In Burundi 2015 situation (Fig. 6c), Flee (predicted conflict [RF-onset]) and Flee (recorded conflict) significantly underestimate the number of arrivals in camps during the early and middle simulation period and overestimate the numbers at the later stage of simulation, while Flee (predicted conflict [RF-daily]) significantly underestimates the number of arrivals in camps during the whole simulation period. As can be seen in Fig. 6d, Flee (predicted conflict [RF-onset]) performs better than Flee (recorded conflict), with lower ADR during most of the days in the simulation, while Flee (predicted conflict [RF-daily]) performs worse than Flee (recorded conflict) during the middle and later simulation period (after around day 180).
For South Sudan 2013 (Fig. 6e), Flee (predicted conflict [RF-onset]) predicts a lower number of arrivals in camps than observational data from UNHCR at the early stage of simulation and overestimates the numbers afterwards, while Flee (predicted conflict [RF-daily]) predicts lower numbers for most of the simulation period. Flee (recorded conflict) predicts a much lower number of arrivals in camps than the UNHCR data at the beginning of the simulation, and then the difference between the predicted numbers and the UNHCR data becomes less. Fig. 6f shows that Flee (predicted conflict [RF-daily]) achieves lower ARD values than Flee (recorded conflict) during most of the simulation period, achieving ARD values below 0.5 after around day 250. Although Flee (predicted conflict [RF-onset]) obtains higher ARD values (0.8-1) in the initial stage, the ARD decreases significantly afterwards and maintains an ARD lower than 0.2 from the middle stage of the simulation. Flee (recorded conflict) performs the worst, with ARD values above 0.5 for the first half of the simulation.
In CAR 2013 situation, as shown in Fig. 6g and h, Flee (predicted conflict [RF-onset]) predicts similar results with Flee (recorded conflict), but with slightly higher ARD values. Flee (predicted conflict [RF-daily]) predicts a lower number of arrivals in camps than the UNHCR data during the whole simulation period, with higher ARD values than the other two models for most of the simulation period.

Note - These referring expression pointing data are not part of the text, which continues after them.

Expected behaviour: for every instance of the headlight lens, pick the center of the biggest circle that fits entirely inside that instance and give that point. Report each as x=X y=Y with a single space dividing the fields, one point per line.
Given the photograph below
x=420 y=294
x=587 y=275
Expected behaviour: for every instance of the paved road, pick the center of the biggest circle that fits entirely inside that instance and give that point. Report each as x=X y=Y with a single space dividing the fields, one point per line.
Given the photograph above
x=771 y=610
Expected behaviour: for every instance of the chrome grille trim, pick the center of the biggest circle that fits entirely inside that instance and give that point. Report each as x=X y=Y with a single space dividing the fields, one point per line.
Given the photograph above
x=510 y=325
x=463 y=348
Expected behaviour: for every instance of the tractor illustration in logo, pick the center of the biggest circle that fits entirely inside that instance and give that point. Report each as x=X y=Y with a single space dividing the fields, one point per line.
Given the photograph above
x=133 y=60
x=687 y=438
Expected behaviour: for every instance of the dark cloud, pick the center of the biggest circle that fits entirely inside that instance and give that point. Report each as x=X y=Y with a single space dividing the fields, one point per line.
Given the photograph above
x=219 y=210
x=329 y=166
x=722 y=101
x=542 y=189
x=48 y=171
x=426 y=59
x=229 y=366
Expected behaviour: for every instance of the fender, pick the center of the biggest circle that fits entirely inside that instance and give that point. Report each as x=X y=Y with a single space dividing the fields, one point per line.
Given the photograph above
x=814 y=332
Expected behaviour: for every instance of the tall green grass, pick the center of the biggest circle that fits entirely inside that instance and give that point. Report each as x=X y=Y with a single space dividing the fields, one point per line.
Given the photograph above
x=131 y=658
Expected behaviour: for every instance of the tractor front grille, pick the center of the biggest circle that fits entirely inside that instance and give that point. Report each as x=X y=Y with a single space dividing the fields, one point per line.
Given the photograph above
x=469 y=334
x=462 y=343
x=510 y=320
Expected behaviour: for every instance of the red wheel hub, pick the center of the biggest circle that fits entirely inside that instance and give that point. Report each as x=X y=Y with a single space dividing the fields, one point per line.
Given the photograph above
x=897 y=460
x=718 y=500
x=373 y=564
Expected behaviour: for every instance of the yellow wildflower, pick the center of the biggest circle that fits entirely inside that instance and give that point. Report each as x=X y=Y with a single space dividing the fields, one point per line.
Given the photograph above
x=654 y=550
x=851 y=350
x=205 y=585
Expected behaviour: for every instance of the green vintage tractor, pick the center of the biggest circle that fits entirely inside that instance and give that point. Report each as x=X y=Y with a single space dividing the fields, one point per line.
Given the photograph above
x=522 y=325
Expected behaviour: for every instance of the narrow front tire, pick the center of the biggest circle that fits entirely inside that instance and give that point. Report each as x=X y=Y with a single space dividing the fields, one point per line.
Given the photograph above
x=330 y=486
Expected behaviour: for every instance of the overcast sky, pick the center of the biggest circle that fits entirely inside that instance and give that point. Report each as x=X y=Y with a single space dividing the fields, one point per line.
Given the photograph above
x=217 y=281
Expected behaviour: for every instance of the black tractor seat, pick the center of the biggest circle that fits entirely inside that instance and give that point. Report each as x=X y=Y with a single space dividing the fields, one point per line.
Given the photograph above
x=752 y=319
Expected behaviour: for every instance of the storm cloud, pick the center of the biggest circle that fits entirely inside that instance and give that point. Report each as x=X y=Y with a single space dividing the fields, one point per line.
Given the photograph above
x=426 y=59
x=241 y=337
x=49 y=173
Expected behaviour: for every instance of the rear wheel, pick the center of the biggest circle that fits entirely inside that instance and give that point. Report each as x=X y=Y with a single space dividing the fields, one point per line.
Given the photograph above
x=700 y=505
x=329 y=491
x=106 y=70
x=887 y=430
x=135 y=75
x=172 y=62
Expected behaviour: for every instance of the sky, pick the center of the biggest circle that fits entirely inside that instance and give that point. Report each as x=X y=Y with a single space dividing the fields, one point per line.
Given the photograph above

Among the three simulation instances, Flee (recorded conflict) achieves the lowest ARD values for most of the simulation period. Flee (predicted conflict [RF-daily]) and Flee (predicted conflict [RF-onset]) achieve ARD values lower than 0.5 for about two-thirds of the simulation period, but Flee (predicted conflict [RF-onset]) achieves much lower ARD values than Flee (predicted conflict [RF-daily]). The main reason for the lower accuracy of the coupled model on this conflict instance could be that the prediction of conflicts becomes less accurate when predicting for a longer time.